Authorization tools - advantages and limitations
Perform Risk Analysis with the Critical Permissions Report
Once the programme implementation and documentation have been completed, a functional test will always follow. A corresponding eligibility test should not be forgotten. The permission test must include both a positive and a negative permission test.
If business partners are deposited to the user IDs, the standard evaluation paths lead to a dead end. Adjust it so that the indirect role mapping works anyway. In SAP CRM, you can set up an organisation management, as in SAP HCM. You can maintain organisational units and posts and assign business partners with their user IDs. In SAP CRM, however, there is the specificity that user IDs are not directly assigned to a job, but are usually indirectly assigned by the associated business partner. All persons and organisations involved in business processes are represented as business partners in SAP CRM.
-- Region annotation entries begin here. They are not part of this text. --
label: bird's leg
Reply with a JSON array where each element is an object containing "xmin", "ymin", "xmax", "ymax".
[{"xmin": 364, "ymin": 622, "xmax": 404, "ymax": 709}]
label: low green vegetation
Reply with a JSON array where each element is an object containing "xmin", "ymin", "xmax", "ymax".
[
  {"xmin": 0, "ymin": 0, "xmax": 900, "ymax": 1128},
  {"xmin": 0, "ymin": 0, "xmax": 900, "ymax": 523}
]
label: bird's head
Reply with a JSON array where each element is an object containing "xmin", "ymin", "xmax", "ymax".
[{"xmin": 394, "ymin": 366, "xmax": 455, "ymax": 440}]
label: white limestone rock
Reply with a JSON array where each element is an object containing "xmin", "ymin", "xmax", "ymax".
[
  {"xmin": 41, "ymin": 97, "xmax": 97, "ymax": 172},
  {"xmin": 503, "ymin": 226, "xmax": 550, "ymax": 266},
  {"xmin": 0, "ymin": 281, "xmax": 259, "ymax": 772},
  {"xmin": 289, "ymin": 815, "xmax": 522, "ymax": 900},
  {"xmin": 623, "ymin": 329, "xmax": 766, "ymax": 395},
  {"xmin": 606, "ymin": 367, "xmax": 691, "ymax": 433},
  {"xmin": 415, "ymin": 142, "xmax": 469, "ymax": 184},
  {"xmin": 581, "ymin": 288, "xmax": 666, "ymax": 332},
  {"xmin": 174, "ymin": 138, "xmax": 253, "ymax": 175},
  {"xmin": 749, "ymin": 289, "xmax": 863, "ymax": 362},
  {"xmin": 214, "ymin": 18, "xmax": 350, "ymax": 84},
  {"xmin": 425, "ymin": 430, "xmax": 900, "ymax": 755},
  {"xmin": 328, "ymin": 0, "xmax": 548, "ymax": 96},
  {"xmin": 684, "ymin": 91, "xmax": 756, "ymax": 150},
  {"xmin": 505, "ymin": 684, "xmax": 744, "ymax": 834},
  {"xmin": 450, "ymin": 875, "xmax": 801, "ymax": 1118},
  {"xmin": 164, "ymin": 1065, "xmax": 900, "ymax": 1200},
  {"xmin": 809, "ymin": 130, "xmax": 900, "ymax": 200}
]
Analyse and evaluate permissions using SAP Query
Eligibility objects that were visible in the permission trace are quickly inserted in rolls. But are they really necessary? Are these possibly even critical permissions? A review of the Permissions Concept can reveal that critical permissions are in your end-user roles. We would like to give you some examples of critical permissions in this tip. It is helpful to know which authorization objects are covered by the critical permissions. They must also ask themselves whether the granting of these allowances entails risks.
Every SAP system (ERP) must be migrated to SAP S/4HANA® in the next few years. This technical migration should definitely be audited by an internal or external auditor.
If you get into the situation that authorizations are required that were not considered in the role concept, "Shortcut for SAP systems" allows you to assign the complete authorization for the respective authorization object.
You can also find some useful tips from practice on the subject of SAP authorizations on the page www.sap-corner.de.
You click on any buttons, and something happens with the permissions in their roles.
A possible result is that you want to add fields such as the cost centre to the organisation level.